Takibe ve davaya konu bonodaki keşide tarihinin vade tarihinden sonraki bir tarihi taşıdığı, keşide tarihinin 05.11.2005, vade tarihinin 05.02.2005 olduğu mahkemenin de kabulündedir. Vade tarihinden sonraki bir keşide tarihini taşıyan senet, kambiyo senedi niteliğinde değildir. Nitekim, davacının kambiyo senetlerine özgü yolla başlattığı takibe karşı İcra Hukuk Mahkemesi’ne yapılan şikayet sonucu kambiyo senetlerine özgü takip iptal edilmiştir. Davacının takibe koyduğu belge, kambiyo senedi niteliğine haiz değilse de; imzası davalı borçlu tarafından açıkca inkar edilmediğinden borç ikrarına havi adi borç senedi niteliğinde olduğunun kabulü gerekir. Davacı takip ve dava konusu senedin, taşınmaz mal satımı sırasında dava dışı 3.şahısa vekil olan davalının düzenlediğini ve alacaklı olduğunu iddia ettiğine göre, senetten dolayı borçlu olmadığını ispat yükü davalıdadır. Davalının HUMK.nun 290.maddesi uyarınca savunmasını yazılı delille kanıtlaması gerekir. Mahkemece bu yönler gözetilmeden ve kanıt yükünün tayininde yanılgıya düşülerek yazılı şekilde hüküm kurulması doğru görülmemiştir.

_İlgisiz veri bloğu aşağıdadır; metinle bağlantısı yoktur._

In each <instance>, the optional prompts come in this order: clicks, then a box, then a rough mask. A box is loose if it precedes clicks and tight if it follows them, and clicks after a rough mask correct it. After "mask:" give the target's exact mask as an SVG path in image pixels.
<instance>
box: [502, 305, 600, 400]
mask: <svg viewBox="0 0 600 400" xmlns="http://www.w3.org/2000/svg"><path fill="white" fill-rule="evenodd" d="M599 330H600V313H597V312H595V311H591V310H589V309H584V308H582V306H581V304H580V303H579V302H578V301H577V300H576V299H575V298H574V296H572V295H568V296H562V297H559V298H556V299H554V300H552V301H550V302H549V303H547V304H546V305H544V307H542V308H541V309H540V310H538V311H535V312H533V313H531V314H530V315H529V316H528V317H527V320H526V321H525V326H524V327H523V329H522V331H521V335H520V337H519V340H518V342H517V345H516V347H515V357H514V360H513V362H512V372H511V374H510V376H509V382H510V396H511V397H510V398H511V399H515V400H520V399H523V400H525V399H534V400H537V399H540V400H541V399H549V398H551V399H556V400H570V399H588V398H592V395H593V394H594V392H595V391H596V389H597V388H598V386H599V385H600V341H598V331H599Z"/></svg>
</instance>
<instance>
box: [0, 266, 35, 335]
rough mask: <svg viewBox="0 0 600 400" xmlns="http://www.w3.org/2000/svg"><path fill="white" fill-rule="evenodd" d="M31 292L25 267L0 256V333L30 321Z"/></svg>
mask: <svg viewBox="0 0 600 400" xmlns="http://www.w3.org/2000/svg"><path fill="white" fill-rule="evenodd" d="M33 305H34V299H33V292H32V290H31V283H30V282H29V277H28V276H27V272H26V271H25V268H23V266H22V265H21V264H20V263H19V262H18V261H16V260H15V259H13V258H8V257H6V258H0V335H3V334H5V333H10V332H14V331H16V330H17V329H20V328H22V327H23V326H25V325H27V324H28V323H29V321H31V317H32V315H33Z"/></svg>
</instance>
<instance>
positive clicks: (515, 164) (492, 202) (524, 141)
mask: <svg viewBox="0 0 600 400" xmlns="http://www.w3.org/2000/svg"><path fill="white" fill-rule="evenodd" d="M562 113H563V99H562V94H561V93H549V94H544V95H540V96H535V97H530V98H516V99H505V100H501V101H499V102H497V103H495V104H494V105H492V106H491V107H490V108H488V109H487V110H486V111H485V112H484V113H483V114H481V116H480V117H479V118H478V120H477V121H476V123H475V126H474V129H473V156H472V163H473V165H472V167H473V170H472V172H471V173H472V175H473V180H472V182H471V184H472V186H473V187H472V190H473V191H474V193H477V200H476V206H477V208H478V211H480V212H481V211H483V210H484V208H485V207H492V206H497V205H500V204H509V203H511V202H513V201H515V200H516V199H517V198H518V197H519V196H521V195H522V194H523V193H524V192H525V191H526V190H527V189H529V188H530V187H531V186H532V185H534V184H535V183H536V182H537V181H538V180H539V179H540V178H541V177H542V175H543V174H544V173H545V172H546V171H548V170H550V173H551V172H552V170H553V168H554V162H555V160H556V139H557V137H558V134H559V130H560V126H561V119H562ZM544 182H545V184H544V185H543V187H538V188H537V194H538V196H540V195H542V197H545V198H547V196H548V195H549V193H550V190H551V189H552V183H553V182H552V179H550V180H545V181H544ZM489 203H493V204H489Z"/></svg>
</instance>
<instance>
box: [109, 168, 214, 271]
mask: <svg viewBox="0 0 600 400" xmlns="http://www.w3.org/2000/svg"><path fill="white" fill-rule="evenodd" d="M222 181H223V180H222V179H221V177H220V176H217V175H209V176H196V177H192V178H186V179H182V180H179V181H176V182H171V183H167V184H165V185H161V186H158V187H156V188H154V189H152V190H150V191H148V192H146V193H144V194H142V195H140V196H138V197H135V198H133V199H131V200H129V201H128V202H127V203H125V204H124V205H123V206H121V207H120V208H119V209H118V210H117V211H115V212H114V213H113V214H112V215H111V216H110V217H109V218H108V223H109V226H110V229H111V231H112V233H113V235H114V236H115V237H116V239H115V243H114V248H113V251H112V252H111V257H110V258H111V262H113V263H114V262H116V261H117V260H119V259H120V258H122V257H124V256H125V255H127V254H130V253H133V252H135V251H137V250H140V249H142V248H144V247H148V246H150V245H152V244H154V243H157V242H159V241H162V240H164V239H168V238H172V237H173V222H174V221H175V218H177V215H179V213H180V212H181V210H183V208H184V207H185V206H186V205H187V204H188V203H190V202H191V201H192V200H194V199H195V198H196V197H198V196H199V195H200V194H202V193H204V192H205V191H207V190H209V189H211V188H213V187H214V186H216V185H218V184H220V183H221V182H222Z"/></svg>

SONUÇ: Yukarıda açıklanan nedenlerle hükmü temyiz eden davacı yararına BOZULMASINA, bozma nedenine göre, davacının öteki temyiz itirazlarının şimdilik incelenmesine yer olmadığına, peşin harcın istek halinde iadesine, 11.05.2010 gününde oybirliğiyle karar verildi.